My first big project at the Fraunhofer Chalmers Research Centre for Industrial Mathematics centered around processing huge geospatial data sets. The industrial partner was Scania. The main part of my contribution consisted of generating labelled evolving network graphs that make it possible to trace the routes of vehicles over time. During that work, I discovered a linear-time clustering algorithm (Contraction Clustering, which is itself contracted to RASTER) for detecting clusters with dense centers. Those centers are nodes in the aforementioned graphs. The key novelty of my work is the exploitation of domain knowledge, which facilitates clustering with just one pass through the entire input, neighborhood lookup in O(1), and constant memory requirements.
My paper on RASTER got accepted to MOD 2017, which will take place from 14 to 17 September in Volterra, Italy. The abstract of my paper is below.

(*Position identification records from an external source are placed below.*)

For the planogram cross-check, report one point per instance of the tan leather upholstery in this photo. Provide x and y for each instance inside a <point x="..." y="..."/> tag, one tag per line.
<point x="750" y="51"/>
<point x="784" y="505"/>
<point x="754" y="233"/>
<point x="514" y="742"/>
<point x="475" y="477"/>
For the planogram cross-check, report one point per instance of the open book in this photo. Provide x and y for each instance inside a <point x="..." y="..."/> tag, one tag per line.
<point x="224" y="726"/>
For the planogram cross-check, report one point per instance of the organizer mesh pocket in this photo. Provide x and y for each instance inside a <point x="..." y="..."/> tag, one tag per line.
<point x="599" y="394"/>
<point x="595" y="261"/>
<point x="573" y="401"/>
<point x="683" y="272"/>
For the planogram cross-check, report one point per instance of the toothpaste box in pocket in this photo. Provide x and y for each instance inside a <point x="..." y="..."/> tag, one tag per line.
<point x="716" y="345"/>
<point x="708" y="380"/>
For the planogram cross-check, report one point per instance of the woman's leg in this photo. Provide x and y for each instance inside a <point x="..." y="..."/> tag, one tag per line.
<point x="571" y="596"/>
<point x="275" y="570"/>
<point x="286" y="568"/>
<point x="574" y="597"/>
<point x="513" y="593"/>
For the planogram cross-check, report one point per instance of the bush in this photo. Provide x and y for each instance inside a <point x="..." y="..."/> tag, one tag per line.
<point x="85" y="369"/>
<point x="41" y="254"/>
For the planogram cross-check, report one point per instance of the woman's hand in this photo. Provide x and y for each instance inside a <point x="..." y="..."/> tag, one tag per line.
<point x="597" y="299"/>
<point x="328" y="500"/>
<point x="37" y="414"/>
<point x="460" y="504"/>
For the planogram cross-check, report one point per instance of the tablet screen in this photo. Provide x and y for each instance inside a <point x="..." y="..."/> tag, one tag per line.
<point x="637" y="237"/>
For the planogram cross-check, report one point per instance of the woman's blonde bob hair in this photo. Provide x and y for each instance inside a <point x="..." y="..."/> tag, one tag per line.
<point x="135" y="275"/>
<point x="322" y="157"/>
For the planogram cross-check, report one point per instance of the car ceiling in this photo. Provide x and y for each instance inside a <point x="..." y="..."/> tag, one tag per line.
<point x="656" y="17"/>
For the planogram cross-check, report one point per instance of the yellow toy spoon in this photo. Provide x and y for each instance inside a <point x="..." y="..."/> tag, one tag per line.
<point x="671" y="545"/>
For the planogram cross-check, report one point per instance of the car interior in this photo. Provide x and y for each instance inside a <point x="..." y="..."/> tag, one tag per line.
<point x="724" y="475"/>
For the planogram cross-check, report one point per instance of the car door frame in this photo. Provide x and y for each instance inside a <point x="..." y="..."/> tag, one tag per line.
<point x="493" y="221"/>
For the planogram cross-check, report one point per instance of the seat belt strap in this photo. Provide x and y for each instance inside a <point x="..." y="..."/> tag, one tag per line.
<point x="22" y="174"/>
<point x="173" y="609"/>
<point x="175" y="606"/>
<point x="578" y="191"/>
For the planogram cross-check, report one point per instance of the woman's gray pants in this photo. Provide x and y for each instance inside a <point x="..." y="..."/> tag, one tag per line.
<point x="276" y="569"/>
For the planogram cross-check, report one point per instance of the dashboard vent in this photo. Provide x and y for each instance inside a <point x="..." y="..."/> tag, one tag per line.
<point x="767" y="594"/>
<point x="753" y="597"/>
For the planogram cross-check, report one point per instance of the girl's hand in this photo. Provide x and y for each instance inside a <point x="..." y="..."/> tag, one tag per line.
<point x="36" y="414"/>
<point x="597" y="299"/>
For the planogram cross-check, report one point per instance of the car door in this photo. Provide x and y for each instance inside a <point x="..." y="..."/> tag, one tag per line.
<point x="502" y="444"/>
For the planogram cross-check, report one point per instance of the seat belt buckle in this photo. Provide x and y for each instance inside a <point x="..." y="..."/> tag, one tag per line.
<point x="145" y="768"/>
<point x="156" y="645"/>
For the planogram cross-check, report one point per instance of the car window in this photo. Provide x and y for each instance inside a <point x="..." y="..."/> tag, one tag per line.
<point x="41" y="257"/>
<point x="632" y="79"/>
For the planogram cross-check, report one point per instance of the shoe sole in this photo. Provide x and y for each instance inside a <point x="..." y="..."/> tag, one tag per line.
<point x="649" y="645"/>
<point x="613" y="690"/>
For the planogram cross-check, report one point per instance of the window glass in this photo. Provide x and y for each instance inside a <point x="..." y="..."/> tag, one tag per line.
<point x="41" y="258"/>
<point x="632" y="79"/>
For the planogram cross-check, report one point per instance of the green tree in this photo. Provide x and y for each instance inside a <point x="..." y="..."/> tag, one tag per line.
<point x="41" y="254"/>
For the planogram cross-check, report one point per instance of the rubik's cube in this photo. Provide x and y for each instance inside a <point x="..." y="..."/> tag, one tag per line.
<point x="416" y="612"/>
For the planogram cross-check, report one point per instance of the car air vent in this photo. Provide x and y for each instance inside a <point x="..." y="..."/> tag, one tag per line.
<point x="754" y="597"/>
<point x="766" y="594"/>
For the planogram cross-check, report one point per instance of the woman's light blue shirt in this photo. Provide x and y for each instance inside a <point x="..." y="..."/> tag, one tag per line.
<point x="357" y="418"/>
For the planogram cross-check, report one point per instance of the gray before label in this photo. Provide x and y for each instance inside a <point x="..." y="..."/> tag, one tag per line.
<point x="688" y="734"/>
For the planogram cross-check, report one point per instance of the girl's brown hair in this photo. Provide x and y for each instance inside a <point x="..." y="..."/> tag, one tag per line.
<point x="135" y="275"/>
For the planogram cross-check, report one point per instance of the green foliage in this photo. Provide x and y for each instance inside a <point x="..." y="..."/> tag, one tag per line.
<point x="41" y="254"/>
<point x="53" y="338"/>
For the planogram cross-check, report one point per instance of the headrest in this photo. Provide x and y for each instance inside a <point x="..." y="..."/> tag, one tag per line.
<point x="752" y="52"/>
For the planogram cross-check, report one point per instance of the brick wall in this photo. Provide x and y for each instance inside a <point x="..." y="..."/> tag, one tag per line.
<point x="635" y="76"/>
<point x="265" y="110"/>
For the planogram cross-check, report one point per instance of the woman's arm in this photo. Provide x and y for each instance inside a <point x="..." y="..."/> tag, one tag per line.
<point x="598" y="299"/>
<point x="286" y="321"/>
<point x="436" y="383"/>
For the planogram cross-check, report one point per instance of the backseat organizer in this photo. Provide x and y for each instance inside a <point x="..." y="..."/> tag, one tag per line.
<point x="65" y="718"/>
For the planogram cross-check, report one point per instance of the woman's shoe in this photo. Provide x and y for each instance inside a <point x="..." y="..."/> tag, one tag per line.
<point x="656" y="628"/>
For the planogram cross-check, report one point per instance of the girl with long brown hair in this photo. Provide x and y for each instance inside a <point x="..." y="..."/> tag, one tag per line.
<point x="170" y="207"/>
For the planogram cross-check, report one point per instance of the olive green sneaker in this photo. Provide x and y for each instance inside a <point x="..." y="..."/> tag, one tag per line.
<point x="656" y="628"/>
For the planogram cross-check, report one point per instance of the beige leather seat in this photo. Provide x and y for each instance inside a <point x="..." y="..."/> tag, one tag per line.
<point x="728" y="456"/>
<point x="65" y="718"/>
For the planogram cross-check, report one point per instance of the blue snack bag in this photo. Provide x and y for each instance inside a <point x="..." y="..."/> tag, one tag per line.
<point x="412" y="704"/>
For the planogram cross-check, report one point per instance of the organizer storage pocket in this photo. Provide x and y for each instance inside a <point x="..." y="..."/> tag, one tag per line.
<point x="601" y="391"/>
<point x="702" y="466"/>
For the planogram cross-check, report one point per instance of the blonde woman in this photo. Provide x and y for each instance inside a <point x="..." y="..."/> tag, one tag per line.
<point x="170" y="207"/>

Contraction Clustering (RASTER): A Big Data Algorithm for Density-Based Clustering in Constant Memory and Linear Time
Authors: Ulm, Gregor; Emil Gustavsson, Mats Jirstrand
Clustering is an essential data mining tool for analyzing and grouping similar objects. In big data applications, however, many clustering methods are infeasible due to their memory requirements or runtime complexity. Contraction Clustering (RASTER) is a linear-time algorithm for identifying density-based clusters. Its coefficient is negligible as it depends neither on input size nor the number of clusters. Its memory requirements are constant. Consequently, RASTER is suitable for big data applications where the size of the data may be huge. It consists of two steps: (1) a contraction step which projects objects onto tiles and (2) an agglomeration step which groups tiles into clusters. Our algorithm is extremely fast. In single-threaded execution on a contemporary workstation, it clusters ten million points in less than 20 seconds when using a slow interpreted programming language like Python. Furthermore, RASTER is easily parallelizable.